33.2 Visualizing decision trees

The decision tree itself is often helpful for understanding how predictions are made. Scatterplots can also be helpful in terms of viewing how the predictor space is being partitioned. For example, imagine we are fitting a model to the following data

ggplot(mpg, aes(displ, cty)) +
  geom_point()

In this case, we only have a single predictor variable, displ, but we can split on that variable multiple times. Let’s start with a single split, and we’ll build from there. The decision tree for a single split model (also called a “stump”) looks like this

So we are just splitting based on whether displ is greater than or equal to 2.6. How does this look in the scatterplot? Well, if the displ >= 2.6, it’s a horizontal line at 14, and if displ <= 2.6, it’s a horizontal line at 21.

What if we add one additional split? Well then the decision tree looks like this

and the scatterplot looks like this

As the number of splits increases, the fit to the data increases. However, the model can also quickly overfit and not generalize to new data well, which is why a single decision tree is often not the most performant model.

We can visualize classification problems with decision trees using scatterplots as well, as long as there are two continuous predictor variables. Sticking with our mpg dataset, let’s say we wanted to predict the drivetrain: front-wheel drive, rear-wheel drive, or four-wheel drive. The scatterplot would then look like this (assuming we’re now using displ and cty as predictor variables).

ggplot(mpg, aes(displ, cty)) +
  geom_point(aes(color = drv))

How does the predictor space get divided up?
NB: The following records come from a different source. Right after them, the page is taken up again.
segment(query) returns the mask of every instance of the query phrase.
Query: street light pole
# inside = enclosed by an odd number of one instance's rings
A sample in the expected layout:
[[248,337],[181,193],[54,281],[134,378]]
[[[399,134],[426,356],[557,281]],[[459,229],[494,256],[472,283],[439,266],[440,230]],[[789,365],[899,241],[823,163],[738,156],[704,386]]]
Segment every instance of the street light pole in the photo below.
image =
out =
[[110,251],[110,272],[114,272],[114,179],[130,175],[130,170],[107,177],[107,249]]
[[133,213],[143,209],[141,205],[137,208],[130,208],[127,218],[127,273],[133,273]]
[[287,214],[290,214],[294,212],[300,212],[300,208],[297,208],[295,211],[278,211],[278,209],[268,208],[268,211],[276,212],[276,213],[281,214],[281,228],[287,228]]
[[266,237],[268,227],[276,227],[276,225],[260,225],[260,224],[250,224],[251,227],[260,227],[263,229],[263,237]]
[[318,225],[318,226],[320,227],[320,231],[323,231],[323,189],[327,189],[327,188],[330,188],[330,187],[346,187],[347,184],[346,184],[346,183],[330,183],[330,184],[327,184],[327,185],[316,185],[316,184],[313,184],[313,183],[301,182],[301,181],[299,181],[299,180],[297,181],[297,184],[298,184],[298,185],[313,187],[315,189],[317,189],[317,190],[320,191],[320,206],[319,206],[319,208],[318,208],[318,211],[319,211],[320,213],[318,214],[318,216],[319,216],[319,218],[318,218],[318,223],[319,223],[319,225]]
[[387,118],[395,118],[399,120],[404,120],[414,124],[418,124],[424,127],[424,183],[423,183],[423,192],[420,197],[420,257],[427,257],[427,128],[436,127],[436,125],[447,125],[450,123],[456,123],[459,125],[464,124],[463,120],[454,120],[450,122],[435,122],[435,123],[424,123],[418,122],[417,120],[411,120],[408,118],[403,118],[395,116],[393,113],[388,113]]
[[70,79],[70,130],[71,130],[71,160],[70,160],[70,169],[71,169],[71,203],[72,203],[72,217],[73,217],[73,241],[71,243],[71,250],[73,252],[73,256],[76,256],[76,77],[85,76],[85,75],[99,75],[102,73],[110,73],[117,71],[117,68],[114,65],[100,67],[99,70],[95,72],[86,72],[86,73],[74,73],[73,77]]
Let’s try first with a stump model. The tree looks like this

drv_stump <- rpart(drv ~  displ + cty, mpg,
                 control = list(maxdepth = 1))
rpart.plot(drv_stump, type = 4)

This model isn’t doing too well. It looks like we’re not capturing any of the rear-wheel drive cases. That of course makes sense, because we only have one split, so we can’t predict three different classes. Here’s what it looks like with the scatterplot

NOTE: There’s a bug (I think) in the package that currently means I have to flip the axes here. We should come back and change it when it’s fixed. See here: https://github.com/grantmcdermott/parttree/issues/5

library(parttree)
ggplot(mpg, aes(cty, displ)) +
  geom_parttree(aes(fill = drv), 
                data = drv_stump, 
                alpha = 0.4,
                flipaxes = TRUE) +
  geom_point(aes(color = drv))

And what if we go with a more complicated model? Say, 3 splits? Then the tree looks like this.

drv_threesplits <- rpart(drv ~  displ + cty, mpg,
                 control = list(maxdepth = 3))
rpart.plot(drv_threesplits, type = 4)

And our predictor space can now be divided up better.

ggplot(mpg, aes(displ, cty)) +
  geom_parttree(aes(fill = drv), 
                data = drv_threesplits, 
                alpha = 0.4,
                flipaxes = TRUE) +
  geom_point(aes(color = drv))

This looks considerably better and, although we still have some misclassification, that’s ultimately probably a good thing because we don’t want to start to overfit to our training data. Decision trees, like all models, should balance the bias-variance tradeoff. They are flexible and make few assumptions about the data, but that can also quickly lead to overfitting and poor generalizations to new data.